I think the issue is that the yeast continue to work when cold. Then the CO2 they produce is more likely to be held in solution with the beer (same reason you store in the fridge a few days to get CO2 into solution). Then you have more in the beer to start with, so you may over prime.
 
Once that the beer it´s fermented doesn´t produce any more co2, I have bottled cold and didn´t have any problems with bottle bombs or overcarbed beer. When you calculate your priming sugar you account the highest temperature of your beer during fermentation or conditioning to know how much residual co2 your beer has.
For example: I bottled a pale ale three weeks ago, that beer was in primary at 68F for 12 days, move it to secondary for 5 days to dryhop at room temp (at that time was around 75F), after that I cold crash it for 2 days an bottled cold. I accounted a fermentation temp of 75F (the highest temperature the beer sat) and calculate the priming sugar for that temp an not for the current temperature of the beer (40F at bottling time). The co2 that it´s released at higher temperatures doesn´t magicly goes back to your beer if you cool it. I had no bottle bombs or overcarbonation problems i bottle all the time and have done this (or something similar) with last 10 batches. I found no problems with beer expanding neither. I think I don´t understand what everybody is saying or I must be very confused.
 
Obliviousbrew said:
Once that the beer it´s fermented doesn´t produce any more co2, I have bottled cold and didn´t have any problems with bottle bombs or overcarbed beer. When you calculate your priming sugar you account the highest temperature of your beer during fermentation or conditioning to know how much residual co2 your beer has.
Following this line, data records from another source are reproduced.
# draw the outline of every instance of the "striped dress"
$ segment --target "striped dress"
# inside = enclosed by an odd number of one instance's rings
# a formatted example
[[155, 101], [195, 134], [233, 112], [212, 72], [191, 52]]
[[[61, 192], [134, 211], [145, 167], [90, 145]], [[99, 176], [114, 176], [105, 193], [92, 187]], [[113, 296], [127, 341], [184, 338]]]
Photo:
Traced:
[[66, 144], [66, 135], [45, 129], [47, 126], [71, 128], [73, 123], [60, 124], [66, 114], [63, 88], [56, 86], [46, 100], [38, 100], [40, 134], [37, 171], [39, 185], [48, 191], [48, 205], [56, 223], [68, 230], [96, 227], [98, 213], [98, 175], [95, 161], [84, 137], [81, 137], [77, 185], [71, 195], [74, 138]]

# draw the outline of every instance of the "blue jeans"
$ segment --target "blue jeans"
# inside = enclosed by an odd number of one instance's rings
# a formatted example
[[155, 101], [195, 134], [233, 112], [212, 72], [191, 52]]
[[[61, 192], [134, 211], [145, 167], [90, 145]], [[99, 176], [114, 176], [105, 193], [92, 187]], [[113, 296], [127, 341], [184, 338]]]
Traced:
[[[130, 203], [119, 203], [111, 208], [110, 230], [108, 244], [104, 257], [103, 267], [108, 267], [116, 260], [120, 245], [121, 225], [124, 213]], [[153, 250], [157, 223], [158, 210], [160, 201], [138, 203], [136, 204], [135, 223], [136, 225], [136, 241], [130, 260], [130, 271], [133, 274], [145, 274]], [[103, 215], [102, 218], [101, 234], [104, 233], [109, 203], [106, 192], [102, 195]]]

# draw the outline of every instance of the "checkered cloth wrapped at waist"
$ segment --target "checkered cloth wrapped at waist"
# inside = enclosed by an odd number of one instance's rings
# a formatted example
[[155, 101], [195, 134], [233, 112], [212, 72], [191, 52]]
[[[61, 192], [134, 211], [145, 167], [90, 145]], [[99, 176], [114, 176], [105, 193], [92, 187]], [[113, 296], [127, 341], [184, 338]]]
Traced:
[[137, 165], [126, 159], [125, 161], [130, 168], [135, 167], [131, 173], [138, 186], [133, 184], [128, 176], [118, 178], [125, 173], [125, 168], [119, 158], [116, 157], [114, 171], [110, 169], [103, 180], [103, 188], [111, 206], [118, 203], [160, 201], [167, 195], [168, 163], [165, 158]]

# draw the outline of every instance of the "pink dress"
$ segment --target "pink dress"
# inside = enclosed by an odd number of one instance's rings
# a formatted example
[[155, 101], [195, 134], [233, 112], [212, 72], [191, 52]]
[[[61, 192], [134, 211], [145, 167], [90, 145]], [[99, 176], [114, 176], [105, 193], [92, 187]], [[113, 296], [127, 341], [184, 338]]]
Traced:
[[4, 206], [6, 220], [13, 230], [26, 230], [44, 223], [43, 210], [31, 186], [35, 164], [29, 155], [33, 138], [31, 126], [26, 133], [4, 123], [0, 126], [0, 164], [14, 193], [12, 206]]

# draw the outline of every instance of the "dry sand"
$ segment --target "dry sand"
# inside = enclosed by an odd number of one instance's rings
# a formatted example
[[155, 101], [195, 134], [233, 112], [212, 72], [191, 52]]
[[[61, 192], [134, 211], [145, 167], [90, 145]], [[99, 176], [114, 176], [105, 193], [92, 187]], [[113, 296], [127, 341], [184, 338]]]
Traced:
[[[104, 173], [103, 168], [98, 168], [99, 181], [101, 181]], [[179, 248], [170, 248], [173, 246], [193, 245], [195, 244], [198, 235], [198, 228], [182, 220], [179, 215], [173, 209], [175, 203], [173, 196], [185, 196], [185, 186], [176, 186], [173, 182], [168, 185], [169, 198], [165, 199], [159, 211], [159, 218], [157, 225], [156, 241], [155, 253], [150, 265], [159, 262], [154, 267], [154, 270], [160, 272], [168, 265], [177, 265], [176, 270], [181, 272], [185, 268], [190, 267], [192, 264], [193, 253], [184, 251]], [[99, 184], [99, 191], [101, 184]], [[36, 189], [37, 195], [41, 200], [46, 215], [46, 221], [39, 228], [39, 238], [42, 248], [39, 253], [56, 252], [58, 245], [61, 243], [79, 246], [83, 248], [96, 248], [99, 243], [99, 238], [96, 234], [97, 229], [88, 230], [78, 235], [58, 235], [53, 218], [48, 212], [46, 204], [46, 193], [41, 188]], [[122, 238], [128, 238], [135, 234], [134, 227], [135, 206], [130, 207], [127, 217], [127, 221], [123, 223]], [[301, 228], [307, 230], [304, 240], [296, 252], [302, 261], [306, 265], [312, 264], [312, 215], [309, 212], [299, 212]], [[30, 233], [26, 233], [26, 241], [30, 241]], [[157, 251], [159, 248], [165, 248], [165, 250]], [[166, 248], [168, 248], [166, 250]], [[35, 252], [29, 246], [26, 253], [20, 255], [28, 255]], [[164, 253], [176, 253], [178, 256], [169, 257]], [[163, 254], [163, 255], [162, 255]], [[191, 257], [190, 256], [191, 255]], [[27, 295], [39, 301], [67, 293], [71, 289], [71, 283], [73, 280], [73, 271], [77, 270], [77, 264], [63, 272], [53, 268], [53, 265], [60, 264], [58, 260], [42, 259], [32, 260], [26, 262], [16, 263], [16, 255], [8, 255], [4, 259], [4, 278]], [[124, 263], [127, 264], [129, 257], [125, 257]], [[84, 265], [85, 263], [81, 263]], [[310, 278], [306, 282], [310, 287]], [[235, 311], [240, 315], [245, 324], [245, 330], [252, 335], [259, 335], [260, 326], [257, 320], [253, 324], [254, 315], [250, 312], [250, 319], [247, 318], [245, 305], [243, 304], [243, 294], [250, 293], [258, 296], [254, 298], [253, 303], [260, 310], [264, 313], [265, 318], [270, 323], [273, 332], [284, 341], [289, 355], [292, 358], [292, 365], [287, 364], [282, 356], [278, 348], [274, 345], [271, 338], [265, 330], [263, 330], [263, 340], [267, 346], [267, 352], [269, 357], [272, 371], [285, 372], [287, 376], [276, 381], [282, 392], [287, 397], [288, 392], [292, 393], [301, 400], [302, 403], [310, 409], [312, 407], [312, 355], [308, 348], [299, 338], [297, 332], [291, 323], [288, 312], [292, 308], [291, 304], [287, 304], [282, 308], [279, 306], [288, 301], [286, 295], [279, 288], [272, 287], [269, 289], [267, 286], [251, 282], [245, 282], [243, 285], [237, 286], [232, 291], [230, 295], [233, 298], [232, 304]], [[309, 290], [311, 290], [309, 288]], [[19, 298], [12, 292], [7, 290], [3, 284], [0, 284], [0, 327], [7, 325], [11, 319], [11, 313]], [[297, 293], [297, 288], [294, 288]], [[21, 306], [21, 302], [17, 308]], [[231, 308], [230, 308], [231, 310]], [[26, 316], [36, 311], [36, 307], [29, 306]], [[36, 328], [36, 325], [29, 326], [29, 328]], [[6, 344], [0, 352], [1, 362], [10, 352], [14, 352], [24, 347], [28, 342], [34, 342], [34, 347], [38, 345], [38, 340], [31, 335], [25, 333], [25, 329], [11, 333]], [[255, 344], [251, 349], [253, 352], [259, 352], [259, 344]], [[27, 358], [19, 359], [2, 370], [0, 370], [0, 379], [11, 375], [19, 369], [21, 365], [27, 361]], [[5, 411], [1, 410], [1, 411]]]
For example: I bottled a pale ale three weeks ago, that beer was in primary at 68F for 12 days, move it to secondary for 5 days to dryhop at room temp (at that time was around 75F), after that I cold crash it for 2 days an bottled cold. I accounted a fermentation temp of 75F (the highest temperature the beer sat) and calculate the priming sugar for that temp an not for the current temperature of the beer (40F at bottling time). The co2 that it´s released at higher temperatures doesn´t magicly goes back to your beer if you cool it. I had no bottle bombs or overcarbonation problems i bottle all the time and have done this (or something similar) with last 10 batches. I found no problems with beer expanding neither. I think I don´t understand what everybody is saying or I must be very confused.

I think that you are absolutely right. So if anything, you'll need more priming sugar if you fermentation temp got pretty high at some point on your process due to the loss of residual carbonation.